Lets assume we have 5 datasets of 1k datapoints each and everyone.

We can fit quite complex models to these datasets since we have a vast amount of datapoints, lets say we fit some timeseries model incorporating trends, cyclical effects and regressor effects in a complex manner.

We also have a dataset with solely 30 datapoints for which we would like to perform some inference, we know that this dataset should exhibit the same characteristics as the larger ones since they stem from the same environment.

I do NOT want to create an hierarchical model but instead i want to create informative priors.

The question then arises, should we do this for the complex model that fits well with the large datasets and then roll it out on the small dataset, remember that the complex model might even have more parameters than the datapoints in the small dataset.

The other alternative is to do it the other way around, find an suitable model for the small dataset and then use that model on the larger datasets to create informative priors.

Do anyone have some pointers or ideas with respect to the two different options that could be of help?

What is your ultimate goal here? It’s difficult to know how to approach things if you aren’t entirely sure what you’re hoping to accomplish. If you are confident that the small and large data sets “should exhibit the same characteristics”, it’s not clear to me why you are entertaining the idea of using different models for the two settings. And the idea of “informative priors” is a bit unclear. How informative? Informative based on what?
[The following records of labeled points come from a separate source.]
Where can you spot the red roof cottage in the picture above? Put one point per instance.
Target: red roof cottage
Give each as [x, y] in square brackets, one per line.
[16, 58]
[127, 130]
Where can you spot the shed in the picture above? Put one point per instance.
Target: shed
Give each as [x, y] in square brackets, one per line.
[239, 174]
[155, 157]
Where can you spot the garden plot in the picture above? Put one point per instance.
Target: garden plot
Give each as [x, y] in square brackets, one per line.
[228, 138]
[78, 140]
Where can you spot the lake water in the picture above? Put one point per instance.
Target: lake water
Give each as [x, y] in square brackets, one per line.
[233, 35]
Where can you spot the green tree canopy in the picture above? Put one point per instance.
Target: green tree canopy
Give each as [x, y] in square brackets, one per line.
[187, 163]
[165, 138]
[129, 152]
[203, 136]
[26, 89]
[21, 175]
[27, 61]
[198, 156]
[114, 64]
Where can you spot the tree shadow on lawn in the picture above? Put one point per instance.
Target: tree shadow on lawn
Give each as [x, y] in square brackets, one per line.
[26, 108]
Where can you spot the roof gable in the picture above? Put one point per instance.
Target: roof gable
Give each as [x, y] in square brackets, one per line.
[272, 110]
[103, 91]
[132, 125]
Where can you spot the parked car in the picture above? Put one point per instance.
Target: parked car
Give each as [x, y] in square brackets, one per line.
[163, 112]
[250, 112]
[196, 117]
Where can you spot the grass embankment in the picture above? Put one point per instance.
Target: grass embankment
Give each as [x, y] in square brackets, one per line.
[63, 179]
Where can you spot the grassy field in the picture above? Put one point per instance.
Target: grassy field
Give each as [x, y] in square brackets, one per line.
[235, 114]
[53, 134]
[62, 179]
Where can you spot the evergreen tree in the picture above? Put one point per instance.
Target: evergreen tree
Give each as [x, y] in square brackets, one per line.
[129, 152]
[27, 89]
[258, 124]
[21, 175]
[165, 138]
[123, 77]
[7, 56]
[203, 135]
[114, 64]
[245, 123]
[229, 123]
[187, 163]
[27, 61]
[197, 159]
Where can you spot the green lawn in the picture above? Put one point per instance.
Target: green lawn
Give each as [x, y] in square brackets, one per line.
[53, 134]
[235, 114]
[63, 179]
Ultimate goal is to understand the time-varying effects on the smaller dataset.

The idea is not to use different models for the small and large datasets but instead the same one.

Since the large datasets has a lot of data we can fit complex models, models with more parameters than actual datapoints in the small dataset. We then construct our priors from our inference on the larger datasets and use them as informative priors on the small dataset.

The other idea is to use an model that is suitable for the small dataset(thus much less parameters than the one above) and do inference with it on the larger dataset as to construct priors for our rollout on the smaller dataset.

The priors are based on inference on the larger datasets.

Reusing prior can be tricky, because PyMC needs priors with closed form, and the posteriors we get are histograms.

There are some examples of reusing posteriors as priors by wrapping the draws in a kernel estimator. This example uses sequential learning, but the same principle would apply to reusing prior on different datasets: Updating priors — PyMC example gallery

You could also just take the mean estimate from the large dataset, and use it directly, or if you need uncertainty put some normal around it (or just use the closest normal fit to the dataset). This is the gist of what this fancier utility does: histogram_approximation — pymc_experimental 0.0.13 documentation

It’s also worth always keeping the boring option in mind: fit everything together. Complex effects shouldn’t be an issue for the smaller subsets if you model it in a way that allows for hierarchical regularization. Sometimes the speed gain from using posterior approximations as priors doesn’t overcome the precision losses. It’s definitely worth exploring (the downside being this is all very exploratory, even research wise)